4. DIRECT INDEBTEDNESS OF PLOTINOS TO NUMENIUS.

As Plotinos was in the habit of not even putting his name to his own notes; as even in the times of Porphyry the actual authorship of much that he wrote was already disputed; as even Porphyry acknowledges principles and quotations were borrowed, we must discover Numenian passages by their content, rather than by any external indications. As the great majority of Numenius's works are irretrievably lost, we may never hope to arrive at a final solution of the matter; and we shall have to restrict ourselves to that which, in Plotinos, may be identified by what Numenian fragments remain. What little we can thus trace definitely will give us a right to draw the conclusion to much more, and to the opinion that, especially in his Amelian period, Plotinos was chiefly indebted to Numenian inspiration. We can consider[591] the mention of Pythagoreans who had treated of the intelligible as applying to Numenius, whose chief work was "On the Good," and on the "Immateriality of the Soul."

The first class of passages will be such as bear explicit reference to quotation from an ancient source. Of such we have five: "That is why the Pythagoreans were, among each other, accustomed to refer to this principle in a symbolic manner, calling him 'A-pollo,' which name means a denial of manifoldness."[592] "That is the reason of the saying, 'The ideas and numbers are born from the indefinite doubleness, and the One;' for this is intelligence."[593] "That is why the ancients said that ideas are essences and beings."[594] "Let us examine the (general) view that evils cannot be destroyed, but are necessary."[595] "The Divinity is above being."[596]

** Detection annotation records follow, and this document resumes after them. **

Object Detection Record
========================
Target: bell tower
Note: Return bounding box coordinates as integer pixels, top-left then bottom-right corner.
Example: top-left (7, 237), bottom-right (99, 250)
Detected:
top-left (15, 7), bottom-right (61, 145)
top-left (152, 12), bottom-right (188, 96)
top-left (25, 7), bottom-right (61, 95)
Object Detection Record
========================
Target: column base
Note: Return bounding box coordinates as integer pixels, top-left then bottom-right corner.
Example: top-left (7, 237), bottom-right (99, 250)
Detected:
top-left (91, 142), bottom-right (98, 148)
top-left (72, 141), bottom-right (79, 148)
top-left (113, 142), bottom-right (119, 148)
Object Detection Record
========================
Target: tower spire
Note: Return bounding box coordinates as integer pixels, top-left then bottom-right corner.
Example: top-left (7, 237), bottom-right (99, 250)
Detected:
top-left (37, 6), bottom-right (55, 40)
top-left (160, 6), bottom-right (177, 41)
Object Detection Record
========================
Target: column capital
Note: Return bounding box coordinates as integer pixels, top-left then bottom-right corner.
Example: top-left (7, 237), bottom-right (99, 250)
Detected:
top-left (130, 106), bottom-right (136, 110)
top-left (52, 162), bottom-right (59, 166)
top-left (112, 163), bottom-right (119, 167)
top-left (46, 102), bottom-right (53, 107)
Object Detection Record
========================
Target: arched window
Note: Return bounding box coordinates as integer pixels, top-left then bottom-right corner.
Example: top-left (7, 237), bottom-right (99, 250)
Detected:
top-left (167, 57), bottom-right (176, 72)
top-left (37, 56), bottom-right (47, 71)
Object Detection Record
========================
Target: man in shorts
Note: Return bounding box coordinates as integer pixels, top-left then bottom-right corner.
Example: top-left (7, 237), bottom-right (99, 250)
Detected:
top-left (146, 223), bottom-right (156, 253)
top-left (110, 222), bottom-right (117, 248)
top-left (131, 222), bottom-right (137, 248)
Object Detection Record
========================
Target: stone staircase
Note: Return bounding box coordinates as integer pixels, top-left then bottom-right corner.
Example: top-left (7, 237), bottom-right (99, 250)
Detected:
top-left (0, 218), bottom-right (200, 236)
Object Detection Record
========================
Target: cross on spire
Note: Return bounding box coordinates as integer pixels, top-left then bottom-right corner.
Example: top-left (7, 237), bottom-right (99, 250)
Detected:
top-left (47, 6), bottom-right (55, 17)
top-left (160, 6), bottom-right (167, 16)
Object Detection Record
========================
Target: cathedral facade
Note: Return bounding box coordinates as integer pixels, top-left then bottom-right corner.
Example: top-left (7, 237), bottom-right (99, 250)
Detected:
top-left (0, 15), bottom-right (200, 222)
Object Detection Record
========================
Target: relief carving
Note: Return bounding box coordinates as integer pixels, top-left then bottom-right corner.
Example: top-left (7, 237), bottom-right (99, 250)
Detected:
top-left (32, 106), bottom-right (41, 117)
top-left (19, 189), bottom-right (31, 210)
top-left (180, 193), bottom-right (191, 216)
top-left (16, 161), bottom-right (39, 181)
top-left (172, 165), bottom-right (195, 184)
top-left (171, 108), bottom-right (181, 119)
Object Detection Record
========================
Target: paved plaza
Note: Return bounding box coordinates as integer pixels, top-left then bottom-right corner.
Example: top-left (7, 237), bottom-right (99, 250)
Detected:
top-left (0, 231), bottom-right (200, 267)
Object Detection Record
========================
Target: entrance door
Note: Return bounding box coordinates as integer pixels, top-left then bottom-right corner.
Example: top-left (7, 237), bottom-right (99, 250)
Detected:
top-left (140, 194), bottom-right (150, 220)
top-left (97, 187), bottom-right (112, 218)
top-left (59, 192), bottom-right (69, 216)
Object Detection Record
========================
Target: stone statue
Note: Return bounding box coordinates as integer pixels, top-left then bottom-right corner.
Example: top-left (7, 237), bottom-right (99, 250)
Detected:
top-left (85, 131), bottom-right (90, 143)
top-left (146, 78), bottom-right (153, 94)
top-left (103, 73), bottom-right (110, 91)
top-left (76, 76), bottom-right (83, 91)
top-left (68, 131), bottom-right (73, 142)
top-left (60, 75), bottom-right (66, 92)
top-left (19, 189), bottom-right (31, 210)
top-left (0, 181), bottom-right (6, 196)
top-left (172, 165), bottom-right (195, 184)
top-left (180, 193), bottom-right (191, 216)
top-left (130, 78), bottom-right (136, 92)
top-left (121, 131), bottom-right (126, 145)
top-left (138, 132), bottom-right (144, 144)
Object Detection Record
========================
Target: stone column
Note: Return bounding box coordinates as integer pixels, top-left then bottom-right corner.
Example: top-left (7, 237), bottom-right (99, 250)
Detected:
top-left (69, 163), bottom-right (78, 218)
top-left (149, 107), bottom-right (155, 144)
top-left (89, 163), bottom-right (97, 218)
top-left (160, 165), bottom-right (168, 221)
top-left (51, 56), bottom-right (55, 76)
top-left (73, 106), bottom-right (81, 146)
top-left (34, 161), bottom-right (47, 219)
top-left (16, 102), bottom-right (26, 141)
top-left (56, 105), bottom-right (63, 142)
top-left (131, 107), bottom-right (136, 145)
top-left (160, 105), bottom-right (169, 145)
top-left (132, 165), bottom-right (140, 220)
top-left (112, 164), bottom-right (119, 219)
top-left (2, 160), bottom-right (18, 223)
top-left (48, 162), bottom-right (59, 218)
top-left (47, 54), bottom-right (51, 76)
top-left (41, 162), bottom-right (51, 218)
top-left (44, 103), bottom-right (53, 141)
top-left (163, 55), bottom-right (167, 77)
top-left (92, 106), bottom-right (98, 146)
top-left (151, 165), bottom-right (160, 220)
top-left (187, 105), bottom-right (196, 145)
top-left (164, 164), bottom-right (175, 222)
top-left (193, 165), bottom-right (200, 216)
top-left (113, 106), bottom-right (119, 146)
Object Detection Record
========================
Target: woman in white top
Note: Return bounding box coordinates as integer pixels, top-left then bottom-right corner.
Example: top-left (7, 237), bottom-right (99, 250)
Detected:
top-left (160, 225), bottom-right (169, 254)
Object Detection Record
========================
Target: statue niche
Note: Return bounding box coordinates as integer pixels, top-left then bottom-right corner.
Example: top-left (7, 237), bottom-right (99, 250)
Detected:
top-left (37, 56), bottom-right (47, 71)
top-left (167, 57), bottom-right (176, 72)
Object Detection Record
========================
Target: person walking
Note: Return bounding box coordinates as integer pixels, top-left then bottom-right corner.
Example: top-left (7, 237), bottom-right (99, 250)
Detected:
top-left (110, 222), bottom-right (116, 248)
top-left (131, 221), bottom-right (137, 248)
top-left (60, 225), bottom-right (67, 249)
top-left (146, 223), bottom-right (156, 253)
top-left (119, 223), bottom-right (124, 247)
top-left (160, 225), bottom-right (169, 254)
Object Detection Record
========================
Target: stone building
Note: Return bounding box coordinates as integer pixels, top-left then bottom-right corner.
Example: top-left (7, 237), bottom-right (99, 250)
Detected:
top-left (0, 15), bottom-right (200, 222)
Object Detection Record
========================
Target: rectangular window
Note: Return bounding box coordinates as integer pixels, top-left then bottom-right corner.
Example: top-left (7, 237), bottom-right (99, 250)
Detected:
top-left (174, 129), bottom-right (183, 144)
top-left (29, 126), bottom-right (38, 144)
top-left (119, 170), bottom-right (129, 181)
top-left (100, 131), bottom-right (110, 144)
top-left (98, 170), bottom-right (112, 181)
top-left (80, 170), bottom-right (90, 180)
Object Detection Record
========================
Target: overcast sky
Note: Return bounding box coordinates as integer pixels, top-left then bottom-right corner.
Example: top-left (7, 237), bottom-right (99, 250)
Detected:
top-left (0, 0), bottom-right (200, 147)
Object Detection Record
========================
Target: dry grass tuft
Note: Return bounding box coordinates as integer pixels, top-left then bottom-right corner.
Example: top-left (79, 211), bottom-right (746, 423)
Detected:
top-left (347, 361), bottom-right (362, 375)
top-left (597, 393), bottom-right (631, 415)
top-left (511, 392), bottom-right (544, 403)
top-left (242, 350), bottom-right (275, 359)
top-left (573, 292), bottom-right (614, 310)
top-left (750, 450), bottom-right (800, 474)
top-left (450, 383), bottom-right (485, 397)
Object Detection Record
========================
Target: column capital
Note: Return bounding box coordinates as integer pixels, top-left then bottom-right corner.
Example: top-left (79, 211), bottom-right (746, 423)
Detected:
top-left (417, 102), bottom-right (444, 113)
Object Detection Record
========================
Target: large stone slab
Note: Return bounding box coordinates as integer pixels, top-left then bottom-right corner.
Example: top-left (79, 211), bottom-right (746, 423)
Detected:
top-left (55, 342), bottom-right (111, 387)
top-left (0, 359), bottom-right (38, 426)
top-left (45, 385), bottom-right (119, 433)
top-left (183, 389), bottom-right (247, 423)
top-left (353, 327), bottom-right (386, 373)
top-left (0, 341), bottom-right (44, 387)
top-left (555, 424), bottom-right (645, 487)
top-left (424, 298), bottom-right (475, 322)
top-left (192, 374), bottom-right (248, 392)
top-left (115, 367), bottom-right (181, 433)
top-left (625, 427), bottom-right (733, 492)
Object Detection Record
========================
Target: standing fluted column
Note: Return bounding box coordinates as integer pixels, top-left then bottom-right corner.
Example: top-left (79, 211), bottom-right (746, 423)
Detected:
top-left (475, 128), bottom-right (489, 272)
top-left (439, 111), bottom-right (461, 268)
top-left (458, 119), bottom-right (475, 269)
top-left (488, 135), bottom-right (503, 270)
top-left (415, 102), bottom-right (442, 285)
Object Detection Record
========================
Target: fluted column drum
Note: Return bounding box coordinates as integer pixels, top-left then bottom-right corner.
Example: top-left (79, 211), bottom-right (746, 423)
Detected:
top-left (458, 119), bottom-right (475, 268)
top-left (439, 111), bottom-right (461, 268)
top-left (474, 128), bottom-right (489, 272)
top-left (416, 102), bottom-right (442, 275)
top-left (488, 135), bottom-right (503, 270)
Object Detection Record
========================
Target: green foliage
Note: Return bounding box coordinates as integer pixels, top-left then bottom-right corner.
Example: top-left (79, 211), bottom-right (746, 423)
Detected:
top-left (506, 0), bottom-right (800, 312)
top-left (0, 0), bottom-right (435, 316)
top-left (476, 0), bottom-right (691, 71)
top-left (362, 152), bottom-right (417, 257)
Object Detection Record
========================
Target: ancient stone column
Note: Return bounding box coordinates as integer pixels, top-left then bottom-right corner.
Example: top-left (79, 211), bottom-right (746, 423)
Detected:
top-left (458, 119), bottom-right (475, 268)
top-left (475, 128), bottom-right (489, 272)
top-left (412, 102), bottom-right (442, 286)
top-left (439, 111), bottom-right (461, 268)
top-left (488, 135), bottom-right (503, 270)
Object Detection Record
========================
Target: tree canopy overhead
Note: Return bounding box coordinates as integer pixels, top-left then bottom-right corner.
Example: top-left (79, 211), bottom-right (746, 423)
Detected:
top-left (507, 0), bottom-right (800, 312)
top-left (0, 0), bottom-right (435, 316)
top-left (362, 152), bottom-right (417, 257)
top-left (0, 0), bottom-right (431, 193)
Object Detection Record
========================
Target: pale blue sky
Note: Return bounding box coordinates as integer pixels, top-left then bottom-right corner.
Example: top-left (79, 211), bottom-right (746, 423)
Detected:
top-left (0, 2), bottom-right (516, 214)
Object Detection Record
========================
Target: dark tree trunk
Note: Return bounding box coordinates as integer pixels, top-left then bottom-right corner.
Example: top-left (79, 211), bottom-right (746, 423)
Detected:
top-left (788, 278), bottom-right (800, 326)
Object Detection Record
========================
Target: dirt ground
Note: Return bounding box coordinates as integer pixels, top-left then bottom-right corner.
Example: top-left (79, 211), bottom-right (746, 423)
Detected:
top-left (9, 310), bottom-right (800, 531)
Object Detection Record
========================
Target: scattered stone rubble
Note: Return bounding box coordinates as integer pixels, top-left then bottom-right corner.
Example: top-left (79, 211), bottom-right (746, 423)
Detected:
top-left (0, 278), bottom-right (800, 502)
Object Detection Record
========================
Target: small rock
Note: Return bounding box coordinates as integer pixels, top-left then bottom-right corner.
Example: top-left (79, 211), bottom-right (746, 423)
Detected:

A sixth case is, "How manifoldness is derived from the First."[597] A seventh case is the whole passage on the triunity of the divinity, including the term "Father."[598]

Among doctrines said to be handed down from the ancient philosophers[599] are the ascents and descents of souls[600] and the migrations of souls into bodies other than human.[601] The soul is a number.[602]

Moreover, Plotinos wrote a book on the Incorruptibility of the soul,[603] as Numenius had done;[604] and both authors discuss the incorporeity of qualities.[605]

Besides these passages where there is a definite expression of dependence on earlier sources, there are two in which the verbal similarity[606] is striking enough to justify their being considered references: "Besides, no body could subsist without the power of the universal Soul." "Because bodies, according to their own nature, are changeable, inconstant, and infinitely divisible, and nothing unchangeable remains in them, there is evidently need of a principle that would lead them, gather them, and bind them fast together; and this we name soul."[607] This similarity is so striking that it had already been observed and noted by Bouillet. Compare "We consider that all things called essences are composite, and that not a single one of them is simple," with "Numenius, who believes that everything is thoroughly mingled together, and that nothing is simple."[608]